It took Sarah Soleman eight long years to get a murky slice of Britain’s post-WWII history from the pages of a book to our television screens.
She had been impressed by Jo Bloom’s 2014 novel Ridley Road about an underground Jewish-led anti-fascist resistance movement in 1960s London. But turning it into a series was difficult at first.
“He was rejected everywhere. Nobody wanted to do it. It was very niche,” she explained. Then two things happened: Brexit in England and Donald Trump in the United States. Suddenly, nativist lurches in democracies weren’t so niche anymore.
“I just had to be relentless to push him. And I’m glad I did, because, in fact, it reveals a lot about the country when it comes out,” said the English actor, writer and activist.
“Ridley Road,” a four-part series that debuts in the US May 1 on PBS’s “Masterpiece,” takes viewers to a part of British history they may not have known. In the early 1960s, members of the fascist National Socialist Movement held rallies in London, waving swastikas and demanding that leaders “liberate Britain from Jewish control”.

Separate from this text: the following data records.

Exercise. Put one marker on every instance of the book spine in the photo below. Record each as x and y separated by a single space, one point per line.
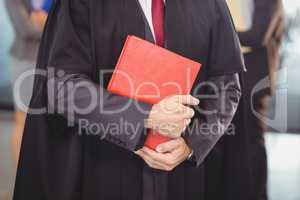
111 82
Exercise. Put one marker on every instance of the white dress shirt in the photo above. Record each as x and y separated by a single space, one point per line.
147 8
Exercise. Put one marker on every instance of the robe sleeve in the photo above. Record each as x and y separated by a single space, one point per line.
72 91
206 130
225 62
225 55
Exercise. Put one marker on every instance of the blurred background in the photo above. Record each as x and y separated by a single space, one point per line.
282 130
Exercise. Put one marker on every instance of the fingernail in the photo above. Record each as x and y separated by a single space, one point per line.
159 149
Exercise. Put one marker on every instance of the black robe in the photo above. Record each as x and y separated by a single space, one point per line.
84 36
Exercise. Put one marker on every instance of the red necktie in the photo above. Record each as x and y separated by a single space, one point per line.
158 20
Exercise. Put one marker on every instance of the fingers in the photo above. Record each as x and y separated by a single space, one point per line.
168 146
186 100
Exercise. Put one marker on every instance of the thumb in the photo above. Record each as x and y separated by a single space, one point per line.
168 146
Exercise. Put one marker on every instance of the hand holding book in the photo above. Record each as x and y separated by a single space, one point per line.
172 115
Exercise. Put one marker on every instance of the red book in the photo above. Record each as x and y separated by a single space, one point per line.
149 73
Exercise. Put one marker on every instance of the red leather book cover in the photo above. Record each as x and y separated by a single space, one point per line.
149 73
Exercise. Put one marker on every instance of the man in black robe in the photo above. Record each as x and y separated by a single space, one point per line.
262 61
83 37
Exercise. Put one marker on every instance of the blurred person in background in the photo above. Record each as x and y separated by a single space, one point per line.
260 27
28 21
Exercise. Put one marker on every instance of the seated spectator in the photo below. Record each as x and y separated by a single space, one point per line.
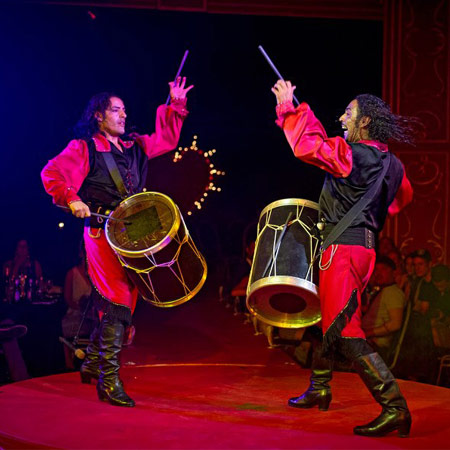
384 316
80 318
408 275
417 357
9 333
22 275
440 275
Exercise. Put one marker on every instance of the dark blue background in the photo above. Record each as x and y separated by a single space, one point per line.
53 58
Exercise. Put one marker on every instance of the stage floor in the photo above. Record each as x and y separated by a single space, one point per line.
201 379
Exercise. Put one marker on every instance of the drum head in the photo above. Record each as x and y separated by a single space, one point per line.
285 302
151 220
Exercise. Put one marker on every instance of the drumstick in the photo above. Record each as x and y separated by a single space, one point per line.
278 244
178 73
126 222
271 64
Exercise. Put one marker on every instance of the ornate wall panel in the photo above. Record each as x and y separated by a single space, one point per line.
417 83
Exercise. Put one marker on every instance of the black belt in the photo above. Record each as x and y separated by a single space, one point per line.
97 222
353 236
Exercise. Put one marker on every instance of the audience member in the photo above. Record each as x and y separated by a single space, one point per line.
408 276
9 333
417 358
22 275
384 316
440 275
80 318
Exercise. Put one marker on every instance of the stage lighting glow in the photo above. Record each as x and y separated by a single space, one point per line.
213 172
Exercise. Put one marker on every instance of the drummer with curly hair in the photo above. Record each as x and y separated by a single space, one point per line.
94 173
352 165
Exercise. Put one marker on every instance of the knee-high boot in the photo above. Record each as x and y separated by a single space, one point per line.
110 386
90 369
319 391
384 389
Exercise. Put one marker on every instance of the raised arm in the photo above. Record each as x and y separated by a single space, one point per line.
307 137
169 120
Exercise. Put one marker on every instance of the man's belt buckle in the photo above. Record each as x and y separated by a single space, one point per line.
370 238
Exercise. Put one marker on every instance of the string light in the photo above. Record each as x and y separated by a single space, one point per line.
213 172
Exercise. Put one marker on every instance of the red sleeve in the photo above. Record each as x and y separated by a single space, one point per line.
309 140
169 120
64 174
403 196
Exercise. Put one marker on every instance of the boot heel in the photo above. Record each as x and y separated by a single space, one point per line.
324 403
85 378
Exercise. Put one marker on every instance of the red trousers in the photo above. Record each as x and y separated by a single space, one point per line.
350 268
106 272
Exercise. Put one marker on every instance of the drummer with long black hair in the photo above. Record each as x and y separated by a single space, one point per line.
353 165
94 173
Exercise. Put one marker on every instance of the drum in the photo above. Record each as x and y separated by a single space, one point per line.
153 243
283 283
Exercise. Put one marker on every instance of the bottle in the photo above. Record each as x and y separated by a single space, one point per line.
6 281
17 289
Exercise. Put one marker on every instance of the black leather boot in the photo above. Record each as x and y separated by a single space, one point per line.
382 385
110 386
318 392
90 369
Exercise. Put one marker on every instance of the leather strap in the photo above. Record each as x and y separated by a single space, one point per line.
115 174
353 212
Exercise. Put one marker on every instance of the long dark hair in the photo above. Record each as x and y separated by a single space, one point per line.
384 124
87 126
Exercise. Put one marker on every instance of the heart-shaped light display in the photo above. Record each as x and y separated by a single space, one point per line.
187 176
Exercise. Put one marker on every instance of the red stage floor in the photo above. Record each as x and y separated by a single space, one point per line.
201 379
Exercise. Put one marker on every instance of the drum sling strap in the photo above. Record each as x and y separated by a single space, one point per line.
115 174
351 214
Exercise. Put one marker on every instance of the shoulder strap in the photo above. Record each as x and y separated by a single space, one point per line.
347 220
115 174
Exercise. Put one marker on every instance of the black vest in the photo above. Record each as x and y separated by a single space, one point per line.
99 189
340 194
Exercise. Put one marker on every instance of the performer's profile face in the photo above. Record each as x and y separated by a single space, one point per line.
113 121
349 122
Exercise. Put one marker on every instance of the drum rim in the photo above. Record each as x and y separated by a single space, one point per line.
289 202
191 294
161 244
288 280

“We like to think we’re on the right side of history,” said Soleman, who grew up in London with an Iranian father and a Northern Irish mother. “We like to think of history as good guys and bad guys. And we were the good guys and Hitler was a bad guy and he died in the bunker and that was the end. And that’s not true.
“Ridley Road” – set in the 1960s, a multicultural thoroughfare in north-east London – centers on an unconventional heroine, a young Jewish hairdresser who infiltrates the neo-Nazi movement. Although his story may be fictional, the story of fascists fighting anti-fascists on the streets of London is not.
“I think this series just reminds us that we are constantly fighting against fascism, Nazism and neo-Nazism. I think the show is very relevant because it reminds us that this continues,” said Susanne Simpson, executive producer of “Masterpiece”.
“It’s a slice of history that I certainly didn’t know had happened in Britain, and I don’t think many people had known about it. But it’s true today. We see it happening in the United States and we see it all over the world. And I think the question Sarah was asking with the show was, ‘What are we going to do about it?’ ”
Although set during what is considered the fun and liberation of the Swinging Sixties, the series explores how fascism can take hold. In the case of England, the rise of big business disrupting high street mom-and-pop stores, an influx of foreign workers to rebuild post-war Britain, and the bulldozing of houses to make skyscrapers. sky all played a role. Some vulnerable people have become sensitive to the slogan “Bring our country back”.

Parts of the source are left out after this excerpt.